Personal View site logo
Premiere CS5: fade-in effect - what a neurotic PITA
  • 41 Replies sorted by
  • Actually, the hit area for the one-pixel line you refer to is about 10 pixels. There's Noddy ways of doing things, and there's precise controlled ways of doing things. It allows you to do it all quite easily. You can also turn off the 'random splotch' be setting the display style to name only: image

    ...where the yellow line turns to black (so you can see it better).

    I can totally understand if you're used to one way or the other, but again, that's not the software's fault.

    Screen Shot 2012-02-08 at 19.21.09.png
    328 x 221 - 20K
  • @itimjim Thanks for posting the screenshot, and magnifying it so that it's actually legible. If I understand the implication of that example correctly, you're expected to use the mouse pointer to target that one-pixel thin yellow hairline (that is typically obscured by a random splotch of thumbnail pixels) at some precise control point where you then attempt to drag it pixel-by-pixel into a fade-in curve?
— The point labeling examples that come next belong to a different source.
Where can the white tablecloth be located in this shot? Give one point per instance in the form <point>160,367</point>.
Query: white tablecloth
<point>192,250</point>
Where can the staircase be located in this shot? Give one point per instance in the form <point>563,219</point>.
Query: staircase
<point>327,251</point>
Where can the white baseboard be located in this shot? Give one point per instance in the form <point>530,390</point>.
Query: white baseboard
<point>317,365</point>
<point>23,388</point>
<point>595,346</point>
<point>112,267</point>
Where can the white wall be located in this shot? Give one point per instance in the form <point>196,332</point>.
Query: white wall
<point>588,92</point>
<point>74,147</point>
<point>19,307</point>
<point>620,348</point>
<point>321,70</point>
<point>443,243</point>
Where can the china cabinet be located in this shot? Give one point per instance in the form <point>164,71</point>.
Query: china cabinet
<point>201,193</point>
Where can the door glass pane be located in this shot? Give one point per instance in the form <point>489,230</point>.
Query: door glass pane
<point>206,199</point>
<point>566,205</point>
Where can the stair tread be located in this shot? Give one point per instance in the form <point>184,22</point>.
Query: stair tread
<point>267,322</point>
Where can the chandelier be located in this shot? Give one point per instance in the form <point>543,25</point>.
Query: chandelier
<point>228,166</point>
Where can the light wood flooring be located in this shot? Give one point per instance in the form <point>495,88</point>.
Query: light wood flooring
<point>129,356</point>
    I can't believe what an occupational safety hazard this thing is, I'm getting tendonitis even thinking of dealing with a one-pixel thin GUI. My son normally handles these editing tasks but he's out of town for a while. I'm glad for the heads up though, because he rarely complains about this sort of interface abuse. I'll make sure he gets whatever therapy he needs down the road.
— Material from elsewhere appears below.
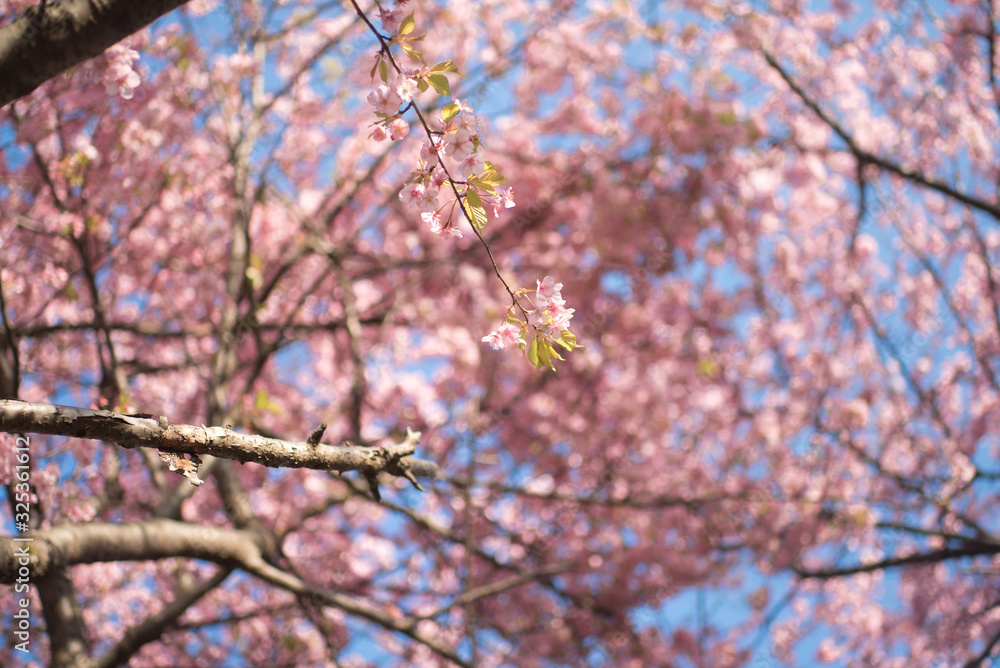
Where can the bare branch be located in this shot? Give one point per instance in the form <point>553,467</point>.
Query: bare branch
<point>49,38</point>
<point>132,431</point>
    What I typically do is dump a pile of sequential clips into the timeline, set In and Out points, and use razor commands to chop them up. You can then drag the clips until they snap together. Aside from that, most of what I do is grading with Color Finesse or Looks in After Effects, and rendering the final cut with the codec.

  • Just finished editing an hour long documentary in Premiere. I've been using FCP for 3 years. I also worked in Avid Newscutted this fall for a major broadcaster. I can confidently say that for me there is no better software for NLE than Premiere. It totally, undoubtedly rocks.

  • I guess I don't understand this, I mean you can set a transition and use a keyboard shortcut, or save it as a preset. I use both cross dissolve and dip to black, and a variety of custom presets. But maybe I'm missing something. I would rate it as "easy as pie".

  • I've never had a problem with this. I use "Cross Dissolve" rather than "Dip to Black." That works really well as a fade-out and as a crossfade. Really simple, too.

    If I need really fine-tuning on a fade, I use the Opacity setting with time points on the clip's timeline. That works, too.

  • @LPowell I believe he only means to say that when applying the dip to black effect, make sure to drop it on only a single clip, if a fade in or out is desired. Otherwise, the clips will "dip down and back up."

  • "Dip to Black"?!!! WTF kind of backward terminology is that? Have these experts never heard the industry term "fade-in"?

    And yes, my rant does show how aggravating I find Adobe's obsessively cluttered and indecipherable interface. The entire thing should be dumped inside a PDF so you can magnify it to where it's a least legible.

    @Jspatz - "...just drag dip to black on a clip end that is not touching another clip segment, otherwise it will dip down and back up."

    This is exactly the kind of neurotic fussiness I'm ranting about. It sounds like an OCD nightmare and I have no idea what you're even referring to.

  • Exactly. It only takes seconds to do this:

    Screen Shot 2012-02-08 at 13.30.03.png
    722 x 314 - 63K
  • As Jspatz explaine, Ctrl click the opacity line to add a keyframe on the clip. Ctrl click the keyframe again to add bezier curves so you can control the ease in or out. The same can be done with the audio levels. I don't see the difficulty here.

    As I can recall, you can do something similar in FCP.

  • I just went in to put myself through the process. I you don't need control, just drag dip to black on a clip end that is not touching another clip segment, otherwise it will dip down and back up. You can stretch the effect to control speed. Otherwise, control click on the center line of the clip to add keyframes and drag for position and intensity. Right mouse on the node to change the dynamics. For further control you need to go to the effects control window.

  • I do this all day and have never had the slightest problem. I have similar problems with software I am not completely familiar with.

  • Disclaimer I'm no expert either.

  • Not entirely sure what you're doing, or not seeing. I personally find it very easy.

    There's multiple ways to do what you're trying to do, either on the timeline or in the effects panel. If you're doing it on the timeline, then it's better to be zoomed in some, and I find it helps to have the main video track height adjusted to be tall.

    However, if you just want to do it the noddy way, add the "Dip to Black" dissolve at the beginning of your clip. Simples.

    All editing software works in different ways and calls functions, features, etc something a little different. I like your work Lee, but your rant only proves one thing, and it's not that PP CS5 is a bad tool.

  • I don't even bother trying to adjust it in PP, as when I load the project into AE to grade it, it will handily destroy all the fades anyway!

  • This is the only reason I have kept with FCPX... the grass is never really greener on the other side. Premier gives me a headache every time I boot it up. :-( (Pity as I just love PS!)